Slashdot Mirror


User: fredprado

fredprado's activity in the archive.

Stories
0
Comments
2,380
First seen
Last seen
Profile
(view on slashdot.org)

Comments · 2,380

  1. Re:It's all tied together on Teen Suicide Tormentor Outed By Anonymous · · Score: 4, Insightful

    I do advocate total freedom to everyone regarding their bodies and I will be the first one defending that idea, but the labels you were talking about are not laws or any kind of denial of rights. Women do have the right in most modern cultures of having as many partners they want, as they should.

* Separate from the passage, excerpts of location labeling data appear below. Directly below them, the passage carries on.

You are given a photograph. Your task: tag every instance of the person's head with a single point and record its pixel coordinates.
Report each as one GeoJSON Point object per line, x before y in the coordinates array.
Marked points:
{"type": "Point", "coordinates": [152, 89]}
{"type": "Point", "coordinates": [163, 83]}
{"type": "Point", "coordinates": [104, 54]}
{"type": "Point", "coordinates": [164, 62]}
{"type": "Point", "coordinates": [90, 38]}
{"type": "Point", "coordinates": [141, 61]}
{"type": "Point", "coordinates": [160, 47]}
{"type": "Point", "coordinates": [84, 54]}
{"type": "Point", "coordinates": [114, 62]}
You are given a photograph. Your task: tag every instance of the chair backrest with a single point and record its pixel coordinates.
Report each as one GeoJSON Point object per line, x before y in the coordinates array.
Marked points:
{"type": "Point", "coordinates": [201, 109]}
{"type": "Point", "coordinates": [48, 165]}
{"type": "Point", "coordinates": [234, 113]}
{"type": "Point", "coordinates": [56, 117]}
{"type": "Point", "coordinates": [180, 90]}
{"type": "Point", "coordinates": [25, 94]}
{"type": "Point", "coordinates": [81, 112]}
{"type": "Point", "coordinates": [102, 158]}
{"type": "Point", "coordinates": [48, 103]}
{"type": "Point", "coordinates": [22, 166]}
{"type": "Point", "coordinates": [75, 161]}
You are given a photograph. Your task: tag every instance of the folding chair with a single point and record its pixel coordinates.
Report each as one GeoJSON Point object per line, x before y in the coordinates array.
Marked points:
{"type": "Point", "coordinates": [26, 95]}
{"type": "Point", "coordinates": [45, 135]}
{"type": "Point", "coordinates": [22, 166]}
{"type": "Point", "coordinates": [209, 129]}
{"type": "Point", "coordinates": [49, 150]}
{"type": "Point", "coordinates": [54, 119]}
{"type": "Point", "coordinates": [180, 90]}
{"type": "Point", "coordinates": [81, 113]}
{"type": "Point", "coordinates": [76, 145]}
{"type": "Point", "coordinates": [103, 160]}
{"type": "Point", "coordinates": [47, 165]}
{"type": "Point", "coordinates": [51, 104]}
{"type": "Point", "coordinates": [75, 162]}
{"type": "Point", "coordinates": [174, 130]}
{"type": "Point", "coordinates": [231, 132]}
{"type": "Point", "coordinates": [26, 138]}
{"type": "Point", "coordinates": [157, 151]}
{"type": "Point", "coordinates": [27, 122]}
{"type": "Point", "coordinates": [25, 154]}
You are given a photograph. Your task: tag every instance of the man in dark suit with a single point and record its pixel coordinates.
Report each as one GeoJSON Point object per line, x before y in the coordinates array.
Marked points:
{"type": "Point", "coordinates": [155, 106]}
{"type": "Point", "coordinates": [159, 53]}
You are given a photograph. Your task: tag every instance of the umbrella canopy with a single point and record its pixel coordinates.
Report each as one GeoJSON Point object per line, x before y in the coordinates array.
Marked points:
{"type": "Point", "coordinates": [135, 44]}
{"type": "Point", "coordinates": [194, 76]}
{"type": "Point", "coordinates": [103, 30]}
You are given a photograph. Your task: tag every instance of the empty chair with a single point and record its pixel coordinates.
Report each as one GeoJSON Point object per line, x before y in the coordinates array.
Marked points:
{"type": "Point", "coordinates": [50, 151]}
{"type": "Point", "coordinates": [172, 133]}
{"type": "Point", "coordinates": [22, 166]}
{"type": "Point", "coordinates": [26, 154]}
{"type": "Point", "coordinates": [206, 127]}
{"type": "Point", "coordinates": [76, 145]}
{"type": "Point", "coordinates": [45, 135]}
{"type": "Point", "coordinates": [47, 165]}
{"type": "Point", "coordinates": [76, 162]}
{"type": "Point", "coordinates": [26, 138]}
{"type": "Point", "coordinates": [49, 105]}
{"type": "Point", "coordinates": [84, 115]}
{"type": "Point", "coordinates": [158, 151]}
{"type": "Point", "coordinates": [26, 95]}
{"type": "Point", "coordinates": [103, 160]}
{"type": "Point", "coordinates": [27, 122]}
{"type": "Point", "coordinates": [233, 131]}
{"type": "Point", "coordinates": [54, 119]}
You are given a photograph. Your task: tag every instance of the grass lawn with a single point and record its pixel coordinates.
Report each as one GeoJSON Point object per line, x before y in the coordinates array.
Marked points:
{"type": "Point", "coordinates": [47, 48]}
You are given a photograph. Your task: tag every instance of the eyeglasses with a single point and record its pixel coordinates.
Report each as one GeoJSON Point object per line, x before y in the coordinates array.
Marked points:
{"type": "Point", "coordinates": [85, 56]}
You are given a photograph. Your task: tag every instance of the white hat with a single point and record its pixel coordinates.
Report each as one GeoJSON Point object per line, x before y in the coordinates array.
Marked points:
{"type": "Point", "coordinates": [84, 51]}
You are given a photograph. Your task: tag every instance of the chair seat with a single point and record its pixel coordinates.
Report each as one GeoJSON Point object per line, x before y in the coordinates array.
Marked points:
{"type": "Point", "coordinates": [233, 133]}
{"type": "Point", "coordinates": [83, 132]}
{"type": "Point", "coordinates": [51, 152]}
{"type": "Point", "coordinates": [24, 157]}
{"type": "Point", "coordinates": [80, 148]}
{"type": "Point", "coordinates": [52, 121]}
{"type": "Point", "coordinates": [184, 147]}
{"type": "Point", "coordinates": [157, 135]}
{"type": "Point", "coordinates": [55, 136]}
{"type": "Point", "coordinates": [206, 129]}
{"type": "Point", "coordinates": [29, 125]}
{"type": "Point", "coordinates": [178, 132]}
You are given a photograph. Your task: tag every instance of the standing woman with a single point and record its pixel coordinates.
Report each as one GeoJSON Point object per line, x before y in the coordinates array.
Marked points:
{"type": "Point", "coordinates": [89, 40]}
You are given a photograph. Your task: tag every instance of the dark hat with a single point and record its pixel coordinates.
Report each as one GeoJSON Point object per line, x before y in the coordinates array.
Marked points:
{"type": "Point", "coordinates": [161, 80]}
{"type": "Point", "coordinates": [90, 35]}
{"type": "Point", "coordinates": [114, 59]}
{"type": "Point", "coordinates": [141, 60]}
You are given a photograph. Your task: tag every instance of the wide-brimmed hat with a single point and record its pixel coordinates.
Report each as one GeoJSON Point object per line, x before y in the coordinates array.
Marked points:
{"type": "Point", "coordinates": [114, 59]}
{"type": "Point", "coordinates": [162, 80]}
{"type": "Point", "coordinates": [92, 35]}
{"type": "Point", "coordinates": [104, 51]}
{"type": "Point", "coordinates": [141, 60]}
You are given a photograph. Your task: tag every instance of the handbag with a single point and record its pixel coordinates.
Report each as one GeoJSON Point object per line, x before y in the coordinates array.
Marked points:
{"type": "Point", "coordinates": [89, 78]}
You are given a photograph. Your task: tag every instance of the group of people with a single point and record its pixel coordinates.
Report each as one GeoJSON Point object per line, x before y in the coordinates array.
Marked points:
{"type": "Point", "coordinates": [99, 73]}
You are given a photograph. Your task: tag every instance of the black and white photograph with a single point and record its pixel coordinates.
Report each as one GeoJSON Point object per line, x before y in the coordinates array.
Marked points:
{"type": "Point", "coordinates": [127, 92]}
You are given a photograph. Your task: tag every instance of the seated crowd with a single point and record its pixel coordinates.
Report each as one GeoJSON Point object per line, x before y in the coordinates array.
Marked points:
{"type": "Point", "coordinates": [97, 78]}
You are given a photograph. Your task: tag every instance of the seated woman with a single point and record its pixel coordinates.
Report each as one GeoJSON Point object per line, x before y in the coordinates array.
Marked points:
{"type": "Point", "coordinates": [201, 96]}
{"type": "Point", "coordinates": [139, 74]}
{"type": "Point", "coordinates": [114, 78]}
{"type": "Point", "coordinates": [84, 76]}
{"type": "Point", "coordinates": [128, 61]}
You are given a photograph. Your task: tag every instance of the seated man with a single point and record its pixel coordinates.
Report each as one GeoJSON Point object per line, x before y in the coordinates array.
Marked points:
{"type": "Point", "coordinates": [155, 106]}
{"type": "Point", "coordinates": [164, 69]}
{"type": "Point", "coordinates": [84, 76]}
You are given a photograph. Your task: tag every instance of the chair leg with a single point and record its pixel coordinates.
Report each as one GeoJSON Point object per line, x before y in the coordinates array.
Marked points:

    But what we are talking about here is perception, how humans see individuals of both sexes that engage in "promiscuity", for lack of a better word. That has not only social roots as biological roots. Men do not and will probably never see a promiscuous woman as a desired partner, because instinctively we want them to carry our genes and not somebody else's. Women on the other hand will always carry their own genes, and so they instinctively look for other things in their partners, usually strength and dominance, which are usually traits of men disputed by many women, thus making male promiscuity actually instinctively attractive.

  2. Re:It's all tied together on Teen Suicide Tormentor Outed By Anonymous · · Score: 1

    This idea has complex social and biological origins and is not totally absurd. Men and Women are quite different in some things, even though they are quite alike in many others.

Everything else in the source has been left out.